This item has been corrected.
Iceland is rising. Or, more precisely, the island’s “ice” part is shrinking, causing the “land” part to rebound from the Earth’s crust—a process that’s happening at a pace much faster than scientists had previously realized. In fact, its glaciers are melting so swiftly that parts of Iceland are rising as much as 1.4 inches (35mm) a year.
That’s according to research just published (paywall) by a team led by scientists from the University of Arizona. The study is the first to directly link the Earth’s accelerating uplift with quickening pace of glacial thaw. As this process intensifies, the scientists warn, it risks upping the frequency of volcanic eruptions.
What’s new here isn’t the science itself, exactly. Glaciers are so heavy that they weigh down the earth that they cover. A while back, geologists discovered that where huge chunks of ice are thinning, the earth beneath them starts rebounding. And evidence suggests that higher latitudes are warming faster than the global average.

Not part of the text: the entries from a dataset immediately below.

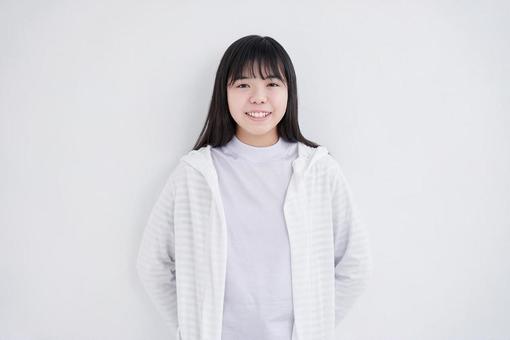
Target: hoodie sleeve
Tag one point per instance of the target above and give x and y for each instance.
(156, 257)
(353, 262)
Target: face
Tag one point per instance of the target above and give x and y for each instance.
(265, 99)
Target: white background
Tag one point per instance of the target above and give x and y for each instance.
(99, 99)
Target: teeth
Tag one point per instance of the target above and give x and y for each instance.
(257, 114)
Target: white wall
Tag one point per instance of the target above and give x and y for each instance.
(98, 99)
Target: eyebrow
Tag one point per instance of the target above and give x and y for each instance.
(270, 76)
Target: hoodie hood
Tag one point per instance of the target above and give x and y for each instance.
(201, 159)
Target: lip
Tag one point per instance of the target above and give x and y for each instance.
(258, 119)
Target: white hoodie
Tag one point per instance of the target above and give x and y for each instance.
(182, 256)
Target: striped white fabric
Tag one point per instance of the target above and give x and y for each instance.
(182, 256)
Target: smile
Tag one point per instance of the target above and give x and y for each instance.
(258, 116)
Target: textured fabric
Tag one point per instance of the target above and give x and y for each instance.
(183, 253)
(258, 287)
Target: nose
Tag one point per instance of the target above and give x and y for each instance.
(258, 97)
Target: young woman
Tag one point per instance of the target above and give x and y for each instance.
(255, 234)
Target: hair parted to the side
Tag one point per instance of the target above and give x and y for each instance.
(220, 127)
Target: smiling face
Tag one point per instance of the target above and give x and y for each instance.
(265, 99)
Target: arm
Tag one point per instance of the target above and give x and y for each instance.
(353, 260)
(156, 257)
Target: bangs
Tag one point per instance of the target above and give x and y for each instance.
(264, 56)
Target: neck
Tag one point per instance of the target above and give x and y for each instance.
(267, 139)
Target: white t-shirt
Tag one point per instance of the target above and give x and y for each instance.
(258, 289)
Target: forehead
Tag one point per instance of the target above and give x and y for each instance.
(252, 71)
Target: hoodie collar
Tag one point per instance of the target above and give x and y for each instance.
(201, 159)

What scientists haven’t understood, though, is whether the ground’s bounce-back comes from glaciers that melted long ago—or whether this is due to recent climate change.

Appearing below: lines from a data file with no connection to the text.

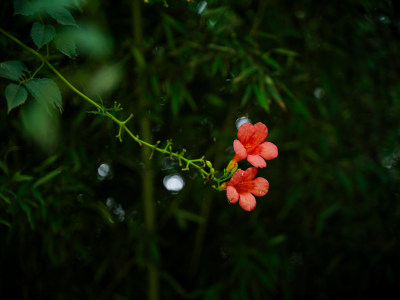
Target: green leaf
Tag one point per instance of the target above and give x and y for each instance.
(42, 34)
(274, 92)
(47, 177)
(46, 92)
(24, 7)
(245, 73)
(66, 44)
(12, 69)
(246, 96)
(62, 16)
(285, 51)
(4, 222)
(15, 95)
(279, 239)
(262, 99)
(5, 198)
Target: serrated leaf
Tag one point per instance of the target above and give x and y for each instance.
(62, 16)
(12, 69)
(16, 95)
(42, 34)
(46, 92)
(65, 43)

In Iceland, at least, global warming is the culprit, according to Richard Bennett, a UA associate professor of geosciences. He and his team figured this out by attaching GPS receivers to rocks all over Iceland, and then calculating how far the rocks traveled over time.
“What we’re observing is a climatically induced change in the Earth’s surface,” he says.

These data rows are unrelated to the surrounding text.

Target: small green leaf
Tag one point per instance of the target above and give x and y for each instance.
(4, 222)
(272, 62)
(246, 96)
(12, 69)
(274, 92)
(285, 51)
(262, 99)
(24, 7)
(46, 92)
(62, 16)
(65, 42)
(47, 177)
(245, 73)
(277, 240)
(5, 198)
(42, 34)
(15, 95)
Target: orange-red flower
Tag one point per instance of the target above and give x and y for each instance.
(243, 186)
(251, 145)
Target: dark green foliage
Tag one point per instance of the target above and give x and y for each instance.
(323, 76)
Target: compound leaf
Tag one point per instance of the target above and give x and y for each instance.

Even more worryingly, this change is happening way faster than previous research suggested. If melting continues at its current pace, by around 2025, some parts of Iceland will be rising at a rate of 1.6 inches a year.
There’s a downside to all of this—and it’s a big one. The thinning of the glaciers reduces the pressure on the rocks beneath, as Kathleen Compton, a UA geosciences doctoral candidate who led the research, told Time, citing the work of other researchers. The danger for Iceland is that high heat content at lower pressure creates conditions more likely to melt the rising mantle rocks—feeding more magma to volcano systems.
Bennett points out that the last time its glaciers got skimpy—about 12,000 years ago—Iceland’s volcanic activity leapt thirtyfold in some parts of the island.
That’s grim news not just for Icelanders, but for everyone. In 2010, the eruption of Eyjafjallajökull cost the global economy an estimated $5 billion. And while Bárðarbunga’s rumblings in August 2014 proved less eventful, it’s still erupting, and has set off another of the region’s volcanoes. More ominously still, the eruption of Laki in the 1780s killed a quarter of Iceland’s population, wiped out 23,000 Brits, set off famine in Egypt, and may have helped spark the French Revolution.
Correction (January 30, 2015, 1pm EST): A previous version of this article misstated the yearly rate of uplift in some parts of Iceland by 2025. The correct number is 1.6 inches a year.